Our planet is constantly becoming more and more polluted and with the industrial use of herbicides and insecticides, bees do not stand much of a chance. Honeybees both wild and domestic makeup about 80 percent of all pollination in the world to be more exact. One single bee can pollinate around 300 million flowers each day.
Fruits and veggies are pollinated by bees. Without the bees, we would be in big trouble. While chemical industries consider the bee collapse to be a ‘mystery.’ The cause is clear and apparent. Bees are dying from the use of pesticides, drought, nutrition deficit, air pollution, global warming, and so many other factors. We are responsible for the death of the bees, we are KILLING the bees.
Greenpeace reported as follows on the issue:
Biologists have found more than 150 different chemical residues in bee pollen, a deadly “pesticide cocktail” according to University of California apiculturist Eric Mussen. The chemical companies Bayer, Syngenta, BASF, Dow, DuPont, and Monsanto shrug their shoulders at the systemic complexity as if the mystery were too complicated. They advocate no change in pesticide policy. After all, selling poisons to the world’s farmers is profitable.
Furthermore, wild bee habitat shrinks every year as industrial agribusiness converts grasslands and forest into monoculture farms, which are then contaminated with pesticides. To reverse the world bee decline, we need to fix our dysfunctional and destructive agricultural system.
Common sense actions can restore and protect the world’s bees. Here’s a strong start:
Ban the seven most dangerous pesticides.
Protect pollinator health by preserving wild habitat.
Restore ecological agriculture.
Ecological farming is the overarching new policy trend that will stabilize human food production, preserve wild habitats, and protect the bees. The nation of Bhutan has led the world in adopting a 100 percent organic farming policy. Mexico has banned genetically modified corn to protect its native corn varieties. Eight European countries have banned genetically modified crops and Hungary has burned more than 1,000 acres of corn contaminated with genetically modified varieties. In India, scientist Vandana Shiva and a network of small farmers have built an organic farming resistance to industrial agriculture over two decades.
Ecological, organic farming is nothing new. It is the way most farming has been done throughout human history. Ecological farming resists insect damage by avoiding large monocrops and preserving ecosystem diversity. Ecological farming restores soil nutrients with natural composting systems, avoids soil loss from wind and water erosion, and avoids pesticides and chemical fertilizers.
By restoring bee populations and healthier bees, ecological agriculture improves pollination, which in turn improves crop yields. Ecological farming takes advantage of the natural ecosystem services, water filtration, pollination, oxygen production, and disease and pest control.

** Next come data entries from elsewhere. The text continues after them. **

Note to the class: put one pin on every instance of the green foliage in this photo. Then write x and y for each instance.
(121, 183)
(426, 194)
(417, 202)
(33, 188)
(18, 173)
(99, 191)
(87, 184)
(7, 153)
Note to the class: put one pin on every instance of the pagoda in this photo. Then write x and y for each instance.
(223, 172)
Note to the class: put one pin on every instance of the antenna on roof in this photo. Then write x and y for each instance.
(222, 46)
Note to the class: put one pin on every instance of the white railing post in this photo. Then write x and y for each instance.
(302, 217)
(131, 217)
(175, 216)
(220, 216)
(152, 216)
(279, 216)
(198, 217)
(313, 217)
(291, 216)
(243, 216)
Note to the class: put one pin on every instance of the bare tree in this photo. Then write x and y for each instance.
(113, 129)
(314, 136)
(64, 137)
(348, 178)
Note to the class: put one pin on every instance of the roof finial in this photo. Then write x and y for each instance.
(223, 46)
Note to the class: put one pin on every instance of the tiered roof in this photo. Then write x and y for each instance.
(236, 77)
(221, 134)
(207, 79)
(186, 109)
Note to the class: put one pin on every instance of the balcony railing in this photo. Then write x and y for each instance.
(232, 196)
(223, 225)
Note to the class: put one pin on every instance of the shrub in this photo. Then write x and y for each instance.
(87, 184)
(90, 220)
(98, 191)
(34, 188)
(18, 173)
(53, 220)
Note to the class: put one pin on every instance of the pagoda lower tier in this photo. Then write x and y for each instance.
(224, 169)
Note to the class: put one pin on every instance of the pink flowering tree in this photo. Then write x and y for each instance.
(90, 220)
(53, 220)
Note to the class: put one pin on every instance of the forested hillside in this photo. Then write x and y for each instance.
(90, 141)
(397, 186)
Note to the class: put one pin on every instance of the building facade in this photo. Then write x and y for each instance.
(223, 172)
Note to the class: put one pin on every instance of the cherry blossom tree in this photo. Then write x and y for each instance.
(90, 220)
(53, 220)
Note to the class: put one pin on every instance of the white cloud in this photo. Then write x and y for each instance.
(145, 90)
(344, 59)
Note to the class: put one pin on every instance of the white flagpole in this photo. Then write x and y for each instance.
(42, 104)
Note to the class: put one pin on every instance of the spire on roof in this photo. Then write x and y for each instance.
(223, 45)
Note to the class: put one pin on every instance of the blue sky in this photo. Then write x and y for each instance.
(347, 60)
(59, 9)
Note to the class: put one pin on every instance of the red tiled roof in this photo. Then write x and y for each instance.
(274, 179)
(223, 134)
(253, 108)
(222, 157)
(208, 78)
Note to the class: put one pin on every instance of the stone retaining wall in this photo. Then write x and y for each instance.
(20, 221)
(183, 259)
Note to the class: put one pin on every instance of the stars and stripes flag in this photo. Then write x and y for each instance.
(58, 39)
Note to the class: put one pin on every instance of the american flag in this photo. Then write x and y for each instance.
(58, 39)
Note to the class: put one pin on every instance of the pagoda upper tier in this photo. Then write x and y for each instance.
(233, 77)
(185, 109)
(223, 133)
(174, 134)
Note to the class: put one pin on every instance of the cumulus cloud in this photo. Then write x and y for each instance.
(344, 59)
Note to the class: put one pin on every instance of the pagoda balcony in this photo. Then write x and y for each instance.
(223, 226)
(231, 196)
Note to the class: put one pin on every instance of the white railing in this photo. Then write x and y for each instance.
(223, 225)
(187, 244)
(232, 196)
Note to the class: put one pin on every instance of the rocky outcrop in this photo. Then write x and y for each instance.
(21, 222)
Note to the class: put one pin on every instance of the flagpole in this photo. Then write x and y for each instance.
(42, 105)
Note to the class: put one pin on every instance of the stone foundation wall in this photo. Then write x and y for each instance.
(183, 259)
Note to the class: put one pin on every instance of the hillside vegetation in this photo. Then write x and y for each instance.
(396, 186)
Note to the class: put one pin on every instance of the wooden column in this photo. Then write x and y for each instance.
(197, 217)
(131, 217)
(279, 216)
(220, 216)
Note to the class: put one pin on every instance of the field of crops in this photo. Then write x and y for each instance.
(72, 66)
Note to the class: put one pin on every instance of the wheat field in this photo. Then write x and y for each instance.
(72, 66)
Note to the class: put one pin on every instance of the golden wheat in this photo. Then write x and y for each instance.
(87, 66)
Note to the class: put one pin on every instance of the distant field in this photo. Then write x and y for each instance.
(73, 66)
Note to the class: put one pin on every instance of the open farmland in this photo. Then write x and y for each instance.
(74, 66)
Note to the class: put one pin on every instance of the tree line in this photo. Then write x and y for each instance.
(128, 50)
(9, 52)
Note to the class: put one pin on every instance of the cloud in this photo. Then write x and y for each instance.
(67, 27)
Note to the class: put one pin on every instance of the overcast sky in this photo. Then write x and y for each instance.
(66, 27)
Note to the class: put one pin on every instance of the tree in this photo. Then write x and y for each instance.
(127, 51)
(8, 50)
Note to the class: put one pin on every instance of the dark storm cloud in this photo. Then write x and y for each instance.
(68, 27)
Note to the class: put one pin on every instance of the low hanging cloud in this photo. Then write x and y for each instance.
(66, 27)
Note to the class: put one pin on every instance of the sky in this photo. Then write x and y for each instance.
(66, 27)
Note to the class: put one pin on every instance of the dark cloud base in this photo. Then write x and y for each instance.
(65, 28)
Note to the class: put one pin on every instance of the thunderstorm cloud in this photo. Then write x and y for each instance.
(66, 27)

Organic farmers have advocated better research and funding by industry, government, farmers, and the public to develop organic farming techniques, improve food production, and maintain ecological health. The revolution in farming would promote equitable diets around the world and support crops primarily for human consumption, avoiding crops for animal food and biofuels.
Why is it that we are not making the necessary efforts here in the US to protect the bees? Is this issue not imminent enough?